Dynamic programming introduction and basic solution ideas

In the New Year, we should keep up our spirits. From now on, aim for an article a week to motivate yourself to keep growing.

Talk about your recent favorite dynamic programming, written in JavaScript, and future articles will probably focus on the front end as well.

An overview of the

Dynamic programming is one of the four classical algorithm ideas. It is not a specific algorithm, but provides a way to solve the problem. Many people find it difficult to get started with dynamic programming, the most difficult of the four ideas to understand. I also felt that way at first, but after mastering it, I felt ok. Dynamic programming is hard to understand because it’s not the way we’re used to thinking, and it’s confusing to start with all the complicated nouns.

So in this article, I want to completely throw away the definition and use the most popular language and examples to explain, which may be more user-friendly for beginners to understand. After suggesting you read nevertheless, still go looking for other article more in-depth systematic understanding.

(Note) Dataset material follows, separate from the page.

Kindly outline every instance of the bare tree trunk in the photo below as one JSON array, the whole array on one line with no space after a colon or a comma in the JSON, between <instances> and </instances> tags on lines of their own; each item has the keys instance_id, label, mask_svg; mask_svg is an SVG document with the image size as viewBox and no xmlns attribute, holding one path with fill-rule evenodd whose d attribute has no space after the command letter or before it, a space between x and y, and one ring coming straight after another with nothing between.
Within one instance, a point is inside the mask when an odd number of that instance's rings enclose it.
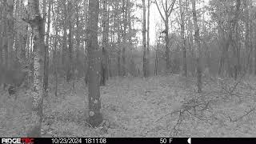
<instances>
[{"instance_id":1,"label":"bare tree trunk","mask_svg":"<svg viewBox=\"0 0 256 144\"><path fill-rule=\"evenodd\" d=\"M51 7L51 1L49 1L48 5L48 22L47 22L47 32L46 32L46 46L44 52L44 74L43 74L43 88L45 90L45 94L47 95L47 89L48 89L48 78L49 78L49 39L50 39L50 7Z\"/></svg>"},{"instance_id":2,"label":"bare tree trunk","mask_svg":"<svg viewBox=\"0 0 256 144\"><path fill-rule=\"evenodd\" d=\"M3 2L1 2L1 5L0 5L0 19L1 19L1 25L0 25L0 66L2 66L3 65L3 58L2 58L2 42L3 42L3 28L4 28L4 21L5 19L3 19ZM1 86L1 85L0 85Z\"/></svg>"},{"instance_id":3,"label":"bare tree trunk","mask_svg":"<svg viewBox=\"0 0 256 144\"><path fill-rule=\"evenodd\" d=\"M98 0L89 1L89 26L87 38L89 57L89 118L88 122L94 127L102 122L99 89L100 49L98 45Z\"/></svg>"},{"instance_id":4,"label":"bare tree trunk","mask_svg":"<svg viewBox=\"0 0 256 144\"><path fill-rule=\"evenodd\" d=\"M201 52L201 43L200 43L200 35L199 35L199 28L198 26L198 18L197 12L195 8L195 0L192 0L192 14L193 14L193 20L194 20L194 38L195 42L198 47L197 53L197 74L198 74L198 92L202 92L202 52Z\"/></svg>"},{"instance_id":5,"label":"bare tree trunk","mask_svg":"<svg viewBox=\"0 0 256 144\"><path fill-rule=\"evenodd\" d=\"M120 20L118 20L118 23L120 24ZM120 32L120 26L118 26L118 76L122 75L121 70L121 32Z\"/></svg>"},{"instance_id":6,"label":"bare tree trunk","mask_svg":"<svg viewBox=\"0 0 256 144\"><path fill-rule=\"evenodd\" d=\"M123 43L122 47L122 75L126 75L126 28L127 28L127 0L122 0L122 14L123 14Z\"/></svg>"},{"instance_id":7,"label":"bare tree trunk","mask_svg":"<svg viewBox=\"0 0 256 144\"><path fill-rule=\"evenodd\" d=\"M42 78L42 74L40 70L42 70L43 60L42 50L44 50L44 27L43 19L40 16L39 1L29 0L29 7L30 8L30 23L34 30L34 91L32 103L32 121L28 130L27 136L30 138L41 137L41 127L42 121L42 102L43 102L43 89Z\"/></svg>"},{"instance_id":8,"label":"bare tree trunk","mask_svg":"<svg viewBox=\"0 0 256 144\"><path fill-rule=\"evenodd\" d=\"M64 70L66 71L66 80L67 81L67 65L68 65L68 62L66 61L66 58L67 58L67 46L66 46L66 38L67 38L67 32L66 32L66 29L67 29L67 14L66 14L66 11L67 11L67 9L66 9L66 1L64 0L63 2L65 3L64 4L64 22L63 22L63 31L64 31L64 34L63 34L63 37L62 37L62 66L64 66Z\"/></svg>"},{"instance_id":9,"label":"bare tree trunk","mask_svg":"<svg viewBox=\"0 0 256 144\"><path fill-rule=\"evenodd\" d=\"M147 31L146 31L146 75L150 76L150 0L147 2Z\"/></svg>"},{"instance_id":10,"label":"bare tree trunk","mask_svg":"<svg viewBox=\"0 0 256 144\"><path fill-rule=\"evenodd\" d=\"M108 49L108 39L109 39L109 23L108 23L108 10L107 10L107 1L103 1L103 33L102 33L102 77L101 85L106 86L106 81L108 76L108 58L107 58L107 49Z\"/></svg>"},{"instance_id":11,"label":"bare tree trunk","mask_svg":"<svg viewBox=\"0 0 256 144\"><path fill-rule=\"evenodd\" d=\"M6 68L9 69L10 65L10 60L12 59L13 54L13 46L14 46L14 1L7 0L8 7L8 17L7 17L7 37L8 37L8 47L6 49Z\"/></svg>"},{"instance_id":12,"label":"bare tree trunk","mask_svg":"<svg viewBox=\"0 0 256 144\"><path fill-rule=\"evenodd\" d=\"M72 3L68 2L68 11L72 11ZM73 76L73 26L72 26L72 13L69 14L69 50L68 52L68 62L66 71L66 82L70 82Z\"/></svg>"},{"instance_id":13,"label":"bare tree trunk","mask_svg":"<svg viewBox=\"0 0 256 144\"><path fill-rule=\"evenodd\" d=\"M182 8L182 0L179 0L179 10L181 14L181 37L182 37L182 48L183 50L183 75L187 76L186 71L186 40L185 40L185 22L184 22L184 9Z\"/></svg>"},{"instance_id":14,"label":"bare tree trunk","mask_svg":"<svg viewBox=\"0 0 256 144\"><path fill-rule=\"evenodd\" d=\"M162 31L162 33L166 34L166 37L165 37L165 41L166 41L166 54L165 54L165 58L166 58L166 71L168 71L170 67L171 67L171 64L170 64L170 48L169 48L169 17L171 14L171 12L174 10L174 6L175 4L176 0L172 0L172 3L168 6L168 1L166 0L165 5L163 3L163 2L162 1L162 9L164 10L164 14L163 15L160 10L159 6L157 2L157 0L154 0L154 2L157 5L158 12L160 13L161 18L163 20L163 22L165 22L165 28L166 30L164 31ZM165 16L165 17L164 17Z\"/></svg>"},{"instance_id":15,"label":"bare tree trunk","mask_svg":"<svg viewBox=\"0 0 256 144\"><path fill-rule=\"evenodd\" d=\"M143 30L142 30L142 41L143 41L143 76L145 78L148 77L147 75L147 55L146 55L146 6L145 0L142 0L143 6Z\"/></svg>"}]
</instances>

What is dynamic programming

For the moment, let’s use an easy to understand but inaccurate language to describe it: dynamic programming is to decompose a big problem into a number of small steps with the same idea sequentially, and each step is to pursue the optimal solution, step by step to the end, you can get the desired result.

Here’s the simplest example:

We are standing at the bottom of a flight of stairs. What should we do if we want to know how many floors there are in a staircase?

The idea of dynamic programming is to focus on how the two neighboring states change. For this example, we just focus on moving from the current ladder to the next one. Let’s say our initial position is the 0th stair, and then we can easily imagine that every time we take a step up, we are in a position that is +1 on the previous level.

Here, we can get an equation:

let cur = 0; // Current floor
let next = cur + 1; // The next floor
Copy the code

If we follow this equation, we’ll know how many steps there are by the time we get to the top. In code:

const stairs = 10; // Suppose there are 10 layers
function getStairs() {
  let cur = 0; // Current floor
  while(cur < stairs) {
    let next = cur + 1; // Get the next state from the current state
    cur = next; // Change the current state to the next state
  }
  return cur;
}
Copy the code

This example may be too simple to get a feel for. Let’s make it a little bit more complicated.

Example 1: Fight monsters by climbing stairs

Let’s say there’s a monster on each floor of this staircase, and you have to kill that monster in order to go up, and killing that monster costs different amounts of health. We have an array of how much health it would take to kill the monster, subscript I for the I + 1 stair.

After killing the monster, we can choose to climb one or two steps. What is the minimum health cost to climb to the top (note that the stairs are after the health cost)?

// For example, if the subscript 1 is 15, it will cost 15 HP to kill the tier 2 monster
const costs = [10.15.20];Copy the code

You might want to do it the greedy way, which is to choose the one that requires less effort from within two runways, but that’s a mistake. For example, the array [0, 1, 2, 3] looks greedy like this:

Choose 0 between 0 and 1, and then 1 and 2
Choose 1 between 1 and 2, and then 2 and 3
Choose 2 between 2 and 3
to

That would take the 0-1-2 route to the top, but the 0-2 route would be the least expensive.

Here’s how you do it with dynamic programming.

We can switch gears, we can work backwards from the top. When we reach the top, we have only two options, either to go up the first to last staircase or to go up the second to last staircase, and the least expensive option, of course, is to choose the less expensive of the two stairs. So for other stairs, does this also apply to the idea? The answer is yes.

According to the above thinking, the problem can be thought of as we climb to the I level and choose the one that costs less health between i-1 and I-2, so that we can find the rules of progress (i.e. state transition equations) :

dp[i] = Math.min(
  dp[i - 1] + costs[i - 1].// Add the amount of health spent on that layer before coming up
  dp[i - 2] + costs[i - 2])Copy the code

At the same time, we can use an array to store the optimal solution of each step, so that when we solve for the optimal solution of the next step, we will evaluate the optimal solution of the previous step, so that each step is the optimal solution.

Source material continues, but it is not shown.